2 - Once the helm chart starts the install, arcgis-ingress-nginx is created and this triggers App Gateway to update its settings including backend pools etc. The admin URL here is not functional yet.

3 - Once the helm chart install is complete it moves to 'configure'. It makes a call to check if the admin URL is available and because it's not, it waits up to 15 minutes (900 seconds).

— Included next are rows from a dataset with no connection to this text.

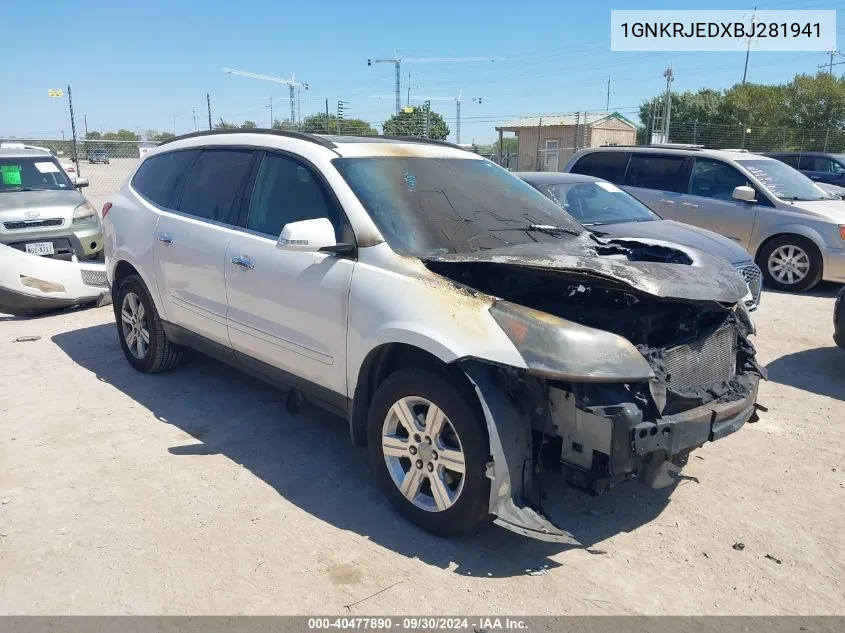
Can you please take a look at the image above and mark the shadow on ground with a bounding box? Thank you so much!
[766,347,845,400]
[761,281,842,302]
[52,324,676,577]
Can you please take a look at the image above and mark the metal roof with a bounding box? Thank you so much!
[496,112,637,131]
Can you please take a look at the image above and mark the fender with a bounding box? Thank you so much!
[749,222,827,260]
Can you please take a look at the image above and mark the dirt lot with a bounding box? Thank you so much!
[0,286,845,614]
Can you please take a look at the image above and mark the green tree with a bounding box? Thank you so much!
[478,136,519,156]
[302,112,378,136]
[101,129,138,141]
[383,107,449,141]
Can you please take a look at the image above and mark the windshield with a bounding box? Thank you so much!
[333,156,584,255]
[0,156,73,193]
[736,160,835,200]
[534,182,662,226]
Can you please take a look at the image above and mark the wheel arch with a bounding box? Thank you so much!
[754,224,825,275]
[349,342,480,446]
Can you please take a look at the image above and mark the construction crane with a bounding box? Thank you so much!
[367,55,496,114]
[372,91,482,145]
[223,68,308,125]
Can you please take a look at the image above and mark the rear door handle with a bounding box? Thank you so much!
[232,255,255,270]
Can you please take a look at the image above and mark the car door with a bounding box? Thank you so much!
[624,152,690,220]
[677,157,766,249]
[155,148,256,347]
[225,152,355,401]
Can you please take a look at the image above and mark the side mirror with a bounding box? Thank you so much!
[731,186,757,202]
[276,218,337,252]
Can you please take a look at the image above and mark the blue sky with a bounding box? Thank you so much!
[0,0,845,142]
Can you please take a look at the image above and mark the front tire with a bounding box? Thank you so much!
[114,275,182,374]
[758,235,822,292]
[367,368,490,537]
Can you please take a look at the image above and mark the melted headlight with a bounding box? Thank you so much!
[490,301,654,382]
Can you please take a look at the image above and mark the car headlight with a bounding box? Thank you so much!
[73,200,97,222]
[490,301,654,382]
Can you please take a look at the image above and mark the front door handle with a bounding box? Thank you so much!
[232,255,255,270]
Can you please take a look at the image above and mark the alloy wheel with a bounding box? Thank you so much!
[767,244,810,286]
[120,292,150,360]
[381,396,466,512]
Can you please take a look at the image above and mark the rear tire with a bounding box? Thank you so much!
[757,235,822,292]
[367,368,490,537]
[114,275,182,374]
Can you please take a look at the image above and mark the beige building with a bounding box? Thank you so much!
[496,112,637,171]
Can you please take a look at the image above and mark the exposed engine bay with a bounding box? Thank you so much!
[424,237,765,542]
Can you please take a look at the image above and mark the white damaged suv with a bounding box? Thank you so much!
[103,131,764,542]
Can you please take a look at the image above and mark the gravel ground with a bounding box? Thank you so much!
[0,285,845,615]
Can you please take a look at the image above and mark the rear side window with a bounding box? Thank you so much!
[625,154,687,193]
[569,152,631,184]
[179,149,255,224]
[132,149,197,209]
[689,158,750,200]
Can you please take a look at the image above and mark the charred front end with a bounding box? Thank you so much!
[427,239,764,541]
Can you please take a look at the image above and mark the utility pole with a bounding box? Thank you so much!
[337,100,349,134]
[819,50,845,77]
[663,64,675,143]
[223,68,308,125]
[740,7,757,85]
[67,84,80,178]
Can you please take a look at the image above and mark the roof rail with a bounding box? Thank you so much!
[158,128,337,149]
[376,134,470,152]
[643,143,704,150]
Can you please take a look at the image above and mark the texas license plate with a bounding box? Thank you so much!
[26,242,55,255]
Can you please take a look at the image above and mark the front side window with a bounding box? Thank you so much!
[179,149,254,224]
[736,159,837,201]
[132,149,197,209]
[0,154,73,192]
[689,158,749,200]
[569,152,631,185]
[625,154,687,193]
[247,154,348,241]
[332,156,584,255]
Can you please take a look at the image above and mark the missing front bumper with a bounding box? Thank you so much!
[461,360,759,545]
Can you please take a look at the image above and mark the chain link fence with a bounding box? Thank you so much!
[637,122,845,153]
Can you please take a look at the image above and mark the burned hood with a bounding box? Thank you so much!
[421,234,748,304]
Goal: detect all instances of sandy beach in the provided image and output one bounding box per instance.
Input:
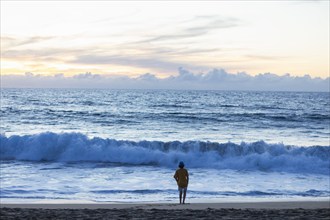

4 - At some point, App Gateway installs the backend pools and https settings and the admin URL becomes functional, though it has not completed updating it's settings yet. The 'arcgis' helm chart configure function starts working thinking the admin URL is now functional.

5 - App Gateway stops the admin URL availability for a second as it finalizes it's update. It now states Started rather than Updating. Meanwhile, the 'arcgis' helm chart makes a second call later in the script to validate the organization admin URL ... but it does not wait. So when the 2nd call happens exactly when app gateway interrupts the service for a second the install fails. This is why this is random. Sometimes App Gateway does not interrupt the service reason why in these times everything works fine. 

It would be great if the second call could also wait few minutes.

Thanks,

Jose

 

 

 

 

 

CameronKroeker
Esri Contributor

Thanks @dimesv @JoseSousa @JoseSousa1, this is a good find and great feedback! In the next release of the Helm Charts (v1.3.0 for 11.3) we will improve this logic so that the second check on the admin url will wait to proceed until it's available.